本発明は前述した各実施形態に限定されるものではなく、請求項に示した範囲で種々の変更が可能であり、異なる実施形態にそれぞれ開示された技術的手段を適宜組み合わせて得られる実施形態についても本発明の技術的範囲に含まれる。さらに、各実施形態にそれぞれ開示された技術的手段を組み合わせることにより、新しい技術的特徴を形成することができる。
1 半導体基板
2 光源(光照射手段)
3、3a、3b、3c 測定試料(撮像対象物)
10、10A 撮像装置
11 SPAD(光電変換部)
14 第2の金属配線層(第2の遮光層)
15 窓開口
20 誘電泳動電極
100、100A 固体撮像素子
121 第1の金属配線層(第1の遮光層)
S1 SPADの面積
S2 第1の金属配線層の面積

Claims (7)

  1. 半導体基板上に設けられた光電変換部と、
    前記半導体基板の上面から見て、前記光電変換部の表面を被覆するように設けられた第1の遮光層及び第2の遮光層と、を有し、
    前記第1の遮光層は、前記光電変換部の面積よりも小さい面積で前記光電変換部の上面に形成されることで前記光電変換部の表面の一部を被覆し、
    前記第2の遮光層は、前記第1の遮光層とは離れて配置されており、
    前記第2の遮光層に窓開口が形成されていることにより、前記第2の遮光層は、前記半導体基板の上面から見て、前記光電変換部の表面のうち前記第1の遮光層によって被覆される部分以外の部分を被覆することを特徴とする固体撮像素子。

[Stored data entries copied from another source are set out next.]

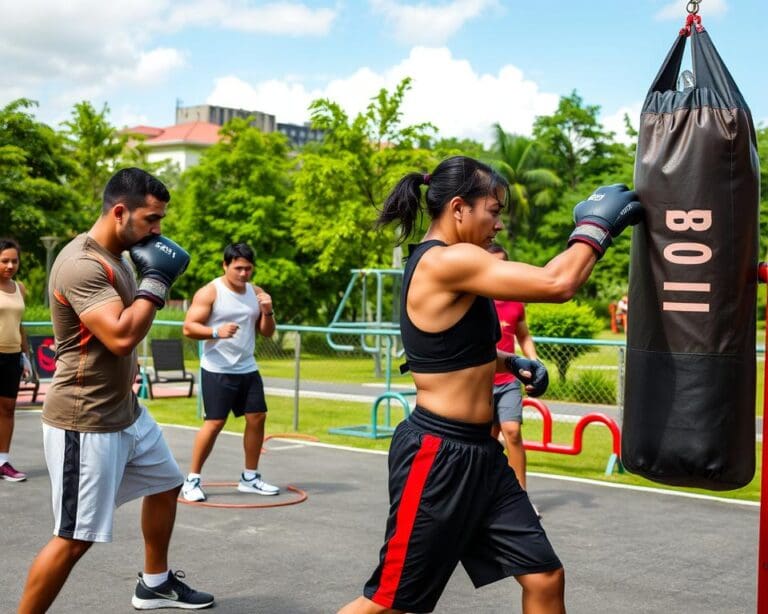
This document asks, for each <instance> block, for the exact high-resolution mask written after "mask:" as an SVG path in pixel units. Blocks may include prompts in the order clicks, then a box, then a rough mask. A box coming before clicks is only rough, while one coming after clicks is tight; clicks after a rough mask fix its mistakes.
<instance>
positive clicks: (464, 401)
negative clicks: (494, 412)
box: [413, 360, 496, 424]
mask: <svg viewBox="0 0 768 614" xmlns="http://www.w3.org/2000/svg"><path fill="white" fill-rule="evenodd" d="M495 372H496V361H495V360H494V361H492V362H489V363H486V364H484V365H479V366H477V367H469V368H467V369H461V370H459V371H450V372H448V373H414V374H413V380H414V382H415V383H416V404H417V405H419V406H421V407H423V408H424V409H427V410H429V411H431V412H432V413H433V414H437V415H439V416H443V417H444V418H450V419H451V420H461V421H462V422H469V423H473V424H480V423H483V422H490V421H491V420H492V419H493V404H492V398H491V397H492V394H493V375H494V373H495Z"/></svg>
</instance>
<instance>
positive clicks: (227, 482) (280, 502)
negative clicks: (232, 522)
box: [176, 482, 309, 509]
mask: <svg viewBox="0 0 768 614" xmlns="http://www.w3.org/2000/svg"><path fill="white" fill-rule="evenodd" d="M237 484H238V483H237V482H207V483H204V484H202V486H205V487H206V488H210V487H214V488H215V487H225V486H227V487H229V486H237ZM285 489H286V490H290V491H291V492H295V493H297V494H298V495H299V496H298V497H297V498H295V499H290V500H289V501H280V502H278V503H209V502H208V501H187V500H186V499H185V498H184V497H179V498H177V499H176V500H177V501H178V502H179V503H183V504H184V505H192V506H198V507H222V508H240V509H245V508H253V509H256V508H267V507H284V506H286V505H296V504H297V503H303V502H304V501H306V500H307V499H308V498H309V495H307V493H305V492H304V491H303V490H301V489H300V488H296V487H295V486H291V485H288V486H286V487H285Z"/></svg>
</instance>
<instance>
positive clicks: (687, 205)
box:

  2. 前記第1の遮光層は、前記光電変換部に最も近い金属配線層で形成されていることを特徴とする請求項1に記載の固体撮像素子。
  3. 前記第2の遮光層は、前記半導体基板の上面に最も近い最上位層で形成された金属配線層で形成されていることを特徴とする請求項1または2に記載の固体撮像素子。
  4. 前記光電変換部は、シングルフォトンアバランシェダイオードであることを特徴とする請求項1から3のいずれか1項に記載の固体撮像素子。

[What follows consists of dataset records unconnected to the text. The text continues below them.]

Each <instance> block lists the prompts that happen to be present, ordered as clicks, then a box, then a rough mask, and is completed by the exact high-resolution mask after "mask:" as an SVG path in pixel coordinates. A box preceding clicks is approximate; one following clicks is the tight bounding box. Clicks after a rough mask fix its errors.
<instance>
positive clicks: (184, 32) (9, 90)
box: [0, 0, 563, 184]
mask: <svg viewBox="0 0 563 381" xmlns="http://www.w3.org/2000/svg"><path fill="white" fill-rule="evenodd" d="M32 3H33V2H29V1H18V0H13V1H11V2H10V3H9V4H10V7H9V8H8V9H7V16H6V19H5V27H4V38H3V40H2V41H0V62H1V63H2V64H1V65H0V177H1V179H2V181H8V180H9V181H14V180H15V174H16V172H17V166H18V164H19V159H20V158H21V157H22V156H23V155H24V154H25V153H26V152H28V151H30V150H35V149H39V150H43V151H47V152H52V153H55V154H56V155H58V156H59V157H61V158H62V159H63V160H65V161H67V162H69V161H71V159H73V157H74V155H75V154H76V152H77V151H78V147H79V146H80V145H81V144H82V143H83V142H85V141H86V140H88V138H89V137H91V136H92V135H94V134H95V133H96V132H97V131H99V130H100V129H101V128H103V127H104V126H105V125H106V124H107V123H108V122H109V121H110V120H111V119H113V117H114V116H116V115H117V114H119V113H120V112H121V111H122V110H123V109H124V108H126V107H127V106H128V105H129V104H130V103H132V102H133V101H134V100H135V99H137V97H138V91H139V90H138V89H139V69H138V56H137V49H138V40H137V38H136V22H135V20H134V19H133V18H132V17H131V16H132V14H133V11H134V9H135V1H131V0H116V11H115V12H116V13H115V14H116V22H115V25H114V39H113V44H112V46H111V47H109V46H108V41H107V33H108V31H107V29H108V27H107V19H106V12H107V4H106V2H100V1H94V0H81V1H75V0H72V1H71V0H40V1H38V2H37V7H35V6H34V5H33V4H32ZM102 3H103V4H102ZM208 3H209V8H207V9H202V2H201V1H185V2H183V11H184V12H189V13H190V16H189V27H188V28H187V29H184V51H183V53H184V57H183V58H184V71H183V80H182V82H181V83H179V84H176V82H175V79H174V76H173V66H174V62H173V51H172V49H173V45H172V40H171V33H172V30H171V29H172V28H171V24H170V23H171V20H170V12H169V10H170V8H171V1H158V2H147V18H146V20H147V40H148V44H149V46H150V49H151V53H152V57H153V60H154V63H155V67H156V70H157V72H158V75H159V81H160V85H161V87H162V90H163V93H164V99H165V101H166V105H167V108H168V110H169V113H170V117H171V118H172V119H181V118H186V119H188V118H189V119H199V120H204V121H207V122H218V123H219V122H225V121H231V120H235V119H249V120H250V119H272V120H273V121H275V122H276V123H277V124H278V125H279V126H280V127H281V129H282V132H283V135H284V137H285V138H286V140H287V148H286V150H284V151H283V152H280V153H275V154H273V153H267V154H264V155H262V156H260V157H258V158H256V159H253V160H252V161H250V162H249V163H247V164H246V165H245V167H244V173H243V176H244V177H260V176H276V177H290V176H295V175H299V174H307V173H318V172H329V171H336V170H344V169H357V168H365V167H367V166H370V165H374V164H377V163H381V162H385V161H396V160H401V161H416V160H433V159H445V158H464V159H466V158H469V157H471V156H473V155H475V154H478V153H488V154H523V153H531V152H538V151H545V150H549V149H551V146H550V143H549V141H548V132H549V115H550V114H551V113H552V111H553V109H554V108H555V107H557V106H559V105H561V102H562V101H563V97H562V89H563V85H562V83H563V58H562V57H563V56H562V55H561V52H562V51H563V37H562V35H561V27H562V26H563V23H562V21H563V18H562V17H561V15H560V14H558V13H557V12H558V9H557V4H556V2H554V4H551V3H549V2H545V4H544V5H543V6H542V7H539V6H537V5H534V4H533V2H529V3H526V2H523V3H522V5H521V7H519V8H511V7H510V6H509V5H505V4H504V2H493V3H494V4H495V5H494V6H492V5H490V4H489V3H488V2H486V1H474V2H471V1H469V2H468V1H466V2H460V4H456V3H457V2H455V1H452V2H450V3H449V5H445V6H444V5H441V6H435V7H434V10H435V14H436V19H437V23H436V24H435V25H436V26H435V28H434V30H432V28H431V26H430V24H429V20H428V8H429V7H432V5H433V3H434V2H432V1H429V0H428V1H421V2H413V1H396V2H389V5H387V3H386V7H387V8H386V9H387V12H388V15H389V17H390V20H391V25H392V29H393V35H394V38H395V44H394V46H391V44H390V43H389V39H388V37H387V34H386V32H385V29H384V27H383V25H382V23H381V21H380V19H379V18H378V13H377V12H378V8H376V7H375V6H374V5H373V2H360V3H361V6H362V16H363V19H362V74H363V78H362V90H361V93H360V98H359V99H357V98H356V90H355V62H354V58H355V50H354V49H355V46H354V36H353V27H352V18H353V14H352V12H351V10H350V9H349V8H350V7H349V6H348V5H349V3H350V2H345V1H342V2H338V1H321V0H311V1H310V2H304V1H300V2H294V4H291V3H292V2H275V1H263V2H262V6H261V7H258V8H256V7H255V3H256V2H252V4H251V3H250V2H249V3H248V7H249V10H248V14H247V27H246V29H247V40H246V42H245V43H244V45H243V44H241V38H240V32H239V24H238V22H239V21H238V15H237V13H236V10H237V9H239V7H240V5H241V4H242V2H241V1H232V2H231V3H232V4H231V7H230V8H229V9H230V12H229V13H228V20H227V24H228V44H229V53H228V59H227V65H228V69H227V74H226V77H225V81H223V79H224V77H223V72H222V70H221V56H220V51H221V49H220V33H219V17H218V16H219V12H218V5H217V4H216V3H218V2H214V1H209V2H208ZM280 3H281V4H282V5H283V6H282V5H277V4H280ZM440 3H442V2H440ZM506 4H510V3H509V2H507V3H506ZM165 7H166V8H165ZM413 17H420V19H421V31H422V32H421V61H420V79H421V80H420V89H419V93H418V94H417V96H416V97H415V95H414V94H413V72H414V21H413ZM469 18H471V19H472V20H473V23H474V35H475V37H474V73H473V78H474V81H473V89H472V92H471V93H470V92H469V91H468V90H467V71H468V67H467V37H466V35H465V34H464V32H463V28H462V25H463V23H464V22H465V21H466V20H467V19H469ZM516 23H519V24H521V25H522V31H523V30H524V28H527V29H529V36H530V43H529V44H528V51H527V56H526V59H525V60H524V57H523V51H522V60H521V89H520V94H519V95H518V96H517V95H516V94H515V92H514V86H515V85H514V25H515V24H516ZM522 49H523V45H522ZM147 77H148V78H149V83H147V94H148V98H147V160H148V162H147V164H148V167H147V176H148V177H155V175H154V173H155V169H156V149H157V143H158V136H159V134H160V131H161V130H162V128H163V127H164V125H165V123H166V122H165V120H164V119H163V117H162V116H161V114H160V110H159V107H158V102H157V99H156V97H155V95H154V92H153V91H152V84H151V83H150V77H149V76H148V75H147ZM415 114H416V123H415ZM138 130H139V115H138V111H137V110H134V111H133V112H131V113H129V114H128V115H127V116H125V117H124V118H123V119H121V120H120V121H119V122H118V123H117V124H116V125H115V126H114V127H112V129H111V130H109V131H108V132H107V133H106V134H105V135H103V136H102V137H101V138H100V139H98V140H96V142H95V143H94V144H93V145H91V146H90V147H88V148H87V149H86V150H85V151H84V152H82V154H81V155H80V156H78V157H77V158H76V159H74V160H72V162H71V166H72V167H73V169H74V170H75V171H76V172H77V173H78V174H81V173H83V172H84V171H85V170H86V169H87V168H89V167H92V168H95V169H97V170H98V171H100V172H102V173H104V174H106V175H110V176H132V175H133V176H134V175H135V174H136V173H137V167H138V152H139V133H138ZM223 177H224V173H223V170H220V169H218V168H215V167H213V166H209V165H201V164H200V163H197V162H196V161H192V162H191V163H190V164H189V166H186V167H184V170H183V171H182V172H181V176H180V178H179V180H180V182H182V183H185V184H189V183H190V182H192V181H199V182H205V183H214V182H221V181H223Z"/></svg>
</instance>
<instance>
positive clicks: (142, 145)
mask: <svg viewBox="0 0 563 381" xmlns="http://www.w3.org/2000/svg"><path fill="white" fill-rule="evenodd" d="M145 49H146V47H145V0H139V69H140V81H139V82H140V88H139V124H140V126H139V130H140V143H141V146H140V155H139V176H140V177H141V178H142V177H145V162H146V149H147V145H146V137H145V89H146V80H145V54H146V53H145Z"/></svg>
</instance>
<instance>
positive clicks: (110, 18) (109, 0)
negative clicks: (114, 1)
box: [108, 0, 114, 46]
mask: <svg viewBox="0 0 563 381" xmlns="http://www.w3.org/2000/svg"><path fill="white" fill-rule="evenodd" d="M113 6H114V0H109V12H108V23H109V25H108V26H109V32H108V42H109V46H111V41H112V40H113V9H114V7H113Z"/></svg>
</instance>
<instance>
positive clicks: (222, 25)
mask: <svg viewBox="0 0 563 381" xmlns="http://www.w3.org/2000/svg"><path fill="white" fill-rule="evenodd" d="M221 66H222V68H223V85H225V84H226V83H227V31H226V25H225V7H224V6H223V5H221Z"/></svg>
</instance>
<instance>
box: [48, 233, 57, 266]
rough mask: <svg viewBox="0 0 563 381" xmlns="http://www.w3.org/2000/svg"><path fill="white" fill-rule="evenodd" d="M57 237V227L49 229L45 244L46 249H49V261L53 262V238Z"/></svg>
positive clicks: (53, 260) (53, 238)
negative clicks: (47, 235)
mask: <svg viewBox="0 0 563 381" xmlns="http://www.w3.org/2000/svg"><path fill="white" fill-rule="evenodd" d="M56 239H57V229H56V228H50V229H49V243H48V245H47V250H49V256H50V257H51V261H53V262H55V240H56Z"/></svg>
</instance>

  5. 前記光電変換部は複数存在し、前記光電変換部毎に前記第2の遮光層にて形成された前記窓開口が形成されていることを特徴とする請求項1から4のいずれか1項に記載の固体撮像素子。
  6. 請求項1から5のいずれか1項に記載の固体撮像素子を利用した撮像装置であって、前記第1の遮光層の上方に、前記第2の遮光層と同じ金属配線層で形成された誘電泳動電極が形成されていることを特徴とする撮像装置。
  7. 前記固体撮像素子の上面に撮像対象物を配置し、該撮像対象物に前記窓開口の開口方向の垂直上より光を照射する光照射手段を備え、該照射光に応じて前記撮像対象物から放出された反射光、散乱光または蛍光を、前記窓開口を通して前記光電変換部の端に導入して検出することを特徴とする請求項6に記載の撮像装置。